A MOTHER, whose desperately disabled son drowned when left unattended in a care home jacuzzi, has suffered bitter defeat in her High Court bid to have those she blames for the tragedy prosecuted
Brenda Rowley had challenged the Director of Public Prosecutions' refusal to bring criminal charges over the death of her son, Malcolm, in July 1998 at the care home in New Lane, Salford.
The grieving mother, of Whimbrel Road, Astley, argued the part time care assistant who left him unattended in the bath -- and Salford City Council who managed the home -- should be prosecuted for "gross negligence manslaughter".
But top judge, Lord Justice Kennedy, sitting in London, said Mrs Rowley's lawyers had failed to show that the decision not to prosecute was "plainly wrong" -- and dismissed her judicial review challenge.

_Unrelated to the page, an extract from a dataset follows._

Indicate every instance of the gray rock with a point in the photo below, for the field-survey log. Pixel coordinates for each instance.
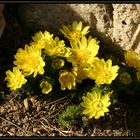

The judge, sitting with Mr Justice Hooper, said: "We fear that the decision will disappoint Mrs Rowley, to whom tribute was rightly paid ... for her determination to get to the bottom of the circumstances which led to the death of her son."
Prosecute
But the decision not to prosecute the care assistant was "unassailable" and care had been taken by the Crown Prosecution Service in also refusing to bring a manslaughter charge against the council, he said.
Mrs Rowley, who was legally aided and not in court, was refused permission to appeal further to the House of Lords.
Malcolm, aged 30 when he died, had been so severely disabled he could do almost nothing for himself. When he was laid horizontally in the bath and left unattended, he had "no capacity for self-rescue", Mrs Rowley's counsel, Mr Murray Hunt, earlier told the court.
Malcolm had been hoisted into a jacuzzi -- with the jets turned on and bubble bath added. There were about five inches of water in the tub and he had been left "completely unattended for at least five minutes" and it was during that time that he probably drowned.
An inquest jury in December 1999 returned a verdict that Malcolm had died an "accidental death to which neglect contributed".
But the Crown Prosecution Service, on behalf of the DPP, in February last year ruled that neither the care assistant who had left Malcolm in the bath, nor Salford City Council, should be prosecuted.
The police view was that "no one had intended to harm Malcolm, and indeed the carers had been very upset by his death", and the Health and Safety Executive also decided there had been no gross negligence or recklessness.
The judge said the CPS had applied the correct legal test in finding that, although there was evidence that negligence had played a part in the death, there had been no gross negligence or recklessness.